HELP, i need somebody
HELP, not just anybody
HELP, you know I need someone, HELP!

Raising a baby alone is a big challenge, raising twins is like climbing Mount Everest with one limb. And this is not a hyperbole, this is my reality.

I remember Kevin used to say, "how hard can it be?". Yah, he ate his words because it is friggin H A R D. No matter how much you try to control your emotions, sometimes, you will lose it. I LOST IT several times. Not my proud moments. I felt so guilty afterwards but I have to accept that human as I am, I have my flaws. 

In the weeks following childbirth, I doubt if any parents will feel amorous towards each other.It is pretty understandable, that as new parents, we don't have the time, stamina and interest for any expression of love. What used to be conversations about each other's interests now centers on the babies' poop! 


New role as parents take its toll on our marriage. It is not just physically tiring but psychologically tiring too. And the fact that babies are the main priority, sometimes, our own wellbeing has to take a backseat.

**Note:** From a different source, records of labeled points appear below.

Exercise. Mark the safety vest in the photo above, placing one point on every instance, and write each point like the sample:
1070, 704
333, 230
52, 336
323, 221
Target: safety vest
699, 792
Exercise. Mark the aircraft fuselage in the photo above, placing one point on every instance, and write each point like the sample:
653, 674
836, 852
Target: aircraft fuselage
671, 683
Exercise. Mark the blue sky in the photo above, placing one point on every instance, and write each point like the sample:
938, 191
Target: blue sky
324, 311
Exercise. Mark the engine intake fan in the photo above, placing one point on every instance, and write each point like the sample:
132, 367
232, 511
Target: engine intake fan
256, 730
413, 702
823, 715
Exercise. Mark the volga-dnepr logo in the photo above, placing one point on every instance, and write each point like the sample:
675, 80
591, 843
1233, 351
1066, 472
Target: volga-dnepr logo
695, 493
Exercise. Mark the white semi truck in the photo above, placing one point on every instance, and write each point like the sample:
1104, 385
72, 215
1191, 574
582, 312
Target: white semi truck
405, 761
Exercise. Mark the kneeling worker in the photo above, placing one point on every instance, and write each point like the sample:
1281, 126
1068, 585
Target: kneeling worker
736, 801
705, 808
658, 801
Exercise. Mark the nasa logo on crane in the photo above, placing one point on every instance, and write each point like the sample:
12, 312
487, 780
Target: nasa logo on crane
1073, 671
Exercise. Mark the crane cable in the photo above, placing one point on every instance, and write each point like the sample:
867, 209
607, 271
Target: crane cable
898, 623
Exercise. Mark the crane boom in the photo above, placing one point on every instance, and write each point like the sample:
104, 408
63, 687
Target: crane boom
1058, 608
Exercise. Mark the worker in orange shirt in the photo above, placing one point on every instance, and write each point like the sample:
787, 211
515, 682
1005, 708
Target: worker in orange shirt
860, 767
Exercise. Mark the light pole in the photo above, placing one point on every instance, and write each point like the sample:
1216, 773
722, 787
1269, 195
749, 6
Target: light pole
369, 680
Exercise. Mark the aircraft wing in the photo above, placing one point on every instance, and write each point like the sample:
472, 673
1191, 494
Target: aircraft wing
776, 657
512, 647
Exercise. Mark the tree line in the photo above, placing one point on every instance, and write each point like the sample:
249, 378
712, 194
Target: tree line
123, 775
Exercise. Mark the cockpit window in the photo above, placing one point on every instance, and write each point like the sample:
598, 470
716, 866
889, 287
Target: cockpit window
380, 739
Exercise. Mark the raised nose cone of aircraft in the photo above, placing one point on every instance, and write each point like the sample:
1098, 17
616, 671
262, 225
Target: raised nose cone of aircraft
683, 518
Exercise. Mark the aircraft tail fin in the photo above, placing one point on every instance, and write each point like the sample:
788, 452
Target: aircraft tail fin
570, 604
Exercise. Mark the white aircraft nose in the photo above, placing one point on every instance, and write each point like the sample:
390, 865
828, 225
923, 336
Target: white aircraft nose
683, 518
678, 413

True to what old people say, kids make the relationship very challenging but at the same time it makes it more meaningful.

This may sound very cliche but life with kids is worth all the sleepless nights. Someone has to do the job, a thankless job that will take a long long long time for the reward. Sure, a smile can melt your heart but it takes a lot of fussy period to get those toothless grin.


Whenever I feel like my hands are full, I will just psych myself up that it's way better than being empty. Count my blessings.